As noted in an earlier entry, Robin Hood should be remembered for staging a tax revolt. But some of those that mischaracterize him as a promoter of forced income redistribution are now egregiously defaming this hero by naming a tax after him!
A proposed “Robin Hood Tax” is being considered in many quarters that would assess a fee of 0.05% on what are said to be “speculative” trades in foreign currencies, shares & other securities.
Poor old Robin must be rolling over in his grave!!!
For their part, Gordon Brown, Angela Merkel & Nicolas Sarkozy have expressed support in anticipation of a vast windfall of new tax revenues. And they have been joined by a large growth of economists, including Nobel Laureate Joseph Stiglitz. Even Warren Buffett & George Soros have joined this chorus that seems tone deaf to how markets work.
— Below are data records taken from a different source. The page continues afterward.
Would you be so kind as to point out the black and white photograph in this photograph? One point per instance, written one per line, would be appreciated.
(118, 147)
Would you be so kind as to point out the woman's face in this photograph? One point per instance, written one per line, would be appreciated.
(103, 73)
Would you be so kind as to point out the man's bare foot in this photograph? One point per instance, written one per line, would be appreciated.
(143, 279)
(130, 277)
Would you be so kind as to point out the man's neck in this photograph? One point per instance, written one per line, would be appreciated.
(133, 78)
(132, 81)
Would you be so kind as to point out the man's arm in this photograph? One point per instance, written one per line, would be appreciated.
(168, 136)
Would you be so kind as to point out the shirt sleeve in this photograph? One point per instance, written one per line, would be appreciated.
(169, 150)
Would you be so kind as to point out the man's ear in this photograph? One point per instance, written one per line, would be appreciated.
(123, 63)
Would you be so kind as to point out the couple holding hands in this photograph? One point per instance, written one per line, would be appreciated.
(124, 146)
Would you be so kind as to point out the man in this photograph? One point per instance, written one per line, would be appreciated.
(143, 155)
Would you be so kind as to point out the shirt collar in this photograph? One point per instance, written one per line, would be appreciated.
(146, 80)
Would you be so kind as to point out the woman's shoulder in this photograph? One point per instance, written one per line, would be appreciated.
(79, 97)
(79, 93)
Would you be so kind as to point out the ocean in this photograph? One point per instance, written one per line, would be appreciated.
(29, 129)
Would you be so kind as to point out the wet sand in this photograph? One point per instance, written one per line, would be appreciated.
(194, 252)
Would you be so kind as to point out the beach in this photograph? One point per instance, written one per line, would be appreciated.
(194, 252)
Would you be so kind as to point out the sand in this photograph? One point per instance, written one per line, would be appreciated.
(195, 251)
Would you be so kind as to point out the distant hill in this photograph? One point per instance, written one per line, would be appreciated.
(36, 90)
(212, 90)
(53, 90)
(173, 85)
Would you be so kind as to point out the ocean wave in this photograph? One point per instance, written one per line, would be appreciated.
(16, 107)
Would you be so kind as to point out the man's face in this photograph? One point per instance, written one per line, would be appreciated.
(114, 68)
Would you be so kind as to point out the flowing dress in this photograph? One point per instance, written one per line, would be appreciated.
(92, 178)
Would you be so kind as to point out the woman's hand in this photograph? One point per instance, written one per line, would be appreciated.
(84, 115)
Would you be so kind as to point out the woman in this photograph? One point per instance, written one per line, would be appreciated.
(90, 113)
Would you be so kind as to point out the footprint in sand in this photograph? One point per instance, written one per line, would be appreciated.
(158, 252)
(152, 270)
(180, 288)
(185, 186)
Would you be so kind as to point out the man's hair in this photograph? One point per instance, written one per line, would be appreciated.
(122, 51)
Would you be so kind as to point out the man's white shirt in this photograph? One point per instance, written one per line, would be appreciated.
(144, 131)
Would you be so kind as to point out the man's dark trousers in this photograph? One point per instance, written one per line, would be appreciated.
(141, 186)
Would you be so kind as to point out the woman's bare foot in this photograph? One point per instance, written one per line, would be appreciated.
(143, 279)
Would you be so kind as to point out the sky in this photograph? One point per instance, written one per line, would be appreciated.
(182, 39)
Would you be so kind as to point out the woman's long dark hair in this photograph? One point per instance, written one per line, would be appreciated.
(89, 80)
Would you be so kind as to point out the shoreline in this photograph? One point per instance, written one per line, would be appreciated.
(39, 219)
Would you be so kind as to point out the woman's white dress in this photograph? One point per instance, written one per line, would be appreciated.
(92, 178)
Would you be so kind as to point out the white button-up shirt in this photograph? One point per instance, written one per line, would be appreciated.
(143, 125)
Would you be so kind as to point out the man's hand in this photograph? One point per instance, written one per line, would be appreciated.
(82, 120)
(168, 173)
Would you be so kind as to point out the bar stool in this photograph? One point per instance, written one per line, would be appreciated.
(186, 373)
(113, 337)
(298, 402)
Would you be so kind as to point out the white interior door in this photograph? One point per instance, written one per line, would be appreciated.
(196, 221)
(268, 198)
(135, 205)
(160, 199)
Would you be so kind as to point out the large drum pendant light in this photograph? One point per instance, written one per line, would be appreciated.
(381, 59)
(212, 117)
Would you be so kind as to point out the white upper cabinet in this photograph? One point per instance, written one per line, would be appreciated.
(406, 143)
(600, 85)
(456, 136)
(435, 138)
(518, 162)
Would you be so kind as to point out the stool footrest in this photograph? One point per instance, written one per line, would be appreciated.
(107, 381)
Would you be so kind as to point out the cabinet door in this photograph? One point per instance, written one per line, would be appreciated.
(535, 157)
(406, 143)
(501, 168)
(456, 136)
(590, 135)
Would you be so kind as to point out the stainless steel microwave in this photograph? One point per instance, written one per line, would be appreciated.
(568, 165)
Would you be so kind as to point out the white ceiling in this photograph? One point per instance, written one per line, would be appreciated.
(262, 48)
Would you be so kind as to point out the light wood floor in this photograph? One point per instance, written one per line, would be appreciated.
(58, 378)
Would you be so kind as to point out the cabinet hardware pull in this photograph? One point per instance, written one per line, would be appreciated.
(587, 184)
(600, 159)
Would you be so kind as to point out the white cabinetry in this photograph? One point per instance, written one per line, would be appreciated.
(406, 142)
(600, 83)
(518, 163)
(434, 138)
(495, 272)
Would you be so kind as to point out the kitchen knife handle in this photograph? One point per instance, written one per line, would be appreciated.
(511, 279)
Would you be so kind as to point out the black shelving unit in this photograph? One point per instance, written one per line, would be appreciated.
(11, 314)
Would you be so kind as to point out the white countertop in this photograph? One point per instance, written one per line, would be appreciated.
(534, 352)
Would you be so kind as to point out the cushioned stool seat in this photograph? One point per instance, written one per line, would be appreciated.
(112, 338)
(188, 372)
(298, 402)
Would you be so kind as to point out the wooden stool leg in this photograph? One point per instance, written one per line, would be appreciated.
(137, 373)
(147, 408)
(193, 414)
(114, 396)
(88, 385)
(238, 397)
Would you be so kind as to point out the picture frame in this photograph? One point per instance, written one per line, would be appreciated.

Well, who could oppose such a tiny tax on such odious people like bankers!
Critics of speculative activities as if they were anti-social are ignorant of fundamental economic logic or are wielding crass demagoguery & populist pandering to expropriate lawfully-earned income.
Most people would define “speculation” as actions involving securities or commodities being bought solely for rapid resale or sold with the intent to rapidly repurchase them. Critics condemn such behavior either as having no “socially redeeming” quality or as being detrimental to other economic or financial activities
But the truth is that speculation is socially beneficial. since when correct guesses are made about future movements of prices, these actions tend to stabilize markets by reducing volatility of price & availability.
The most basic aspect of speculation involves buying at low prices to sell later at higher prices. But a similar strategy involves selling at high prices to buy back later at a lower price (known as “short selling”).
Consider buying early at low prices to sell later after prices rises. This means that more was sold when prices were low & more made available for sale when prices are going up. And buying at low prices will moderate further price declines while selling when prices go up will moderate further price increases.
Following the same logic, we can see that short selling also has a stabilizing effect. Selling at a high price in anticipation of lower future prices & buying back later after prices fall means more can be sold when prices are high & more purchases made when prices are going down. Selling when prices are high helps moderate further price increases while buying when prices are going down will moderate further price declines.
Speculators are worthy individuals that merit more acclaim than government officials with insatiable appetites for power & revenues or “do-gooders” that would impose taxes on activities so valuable to the functioning of society.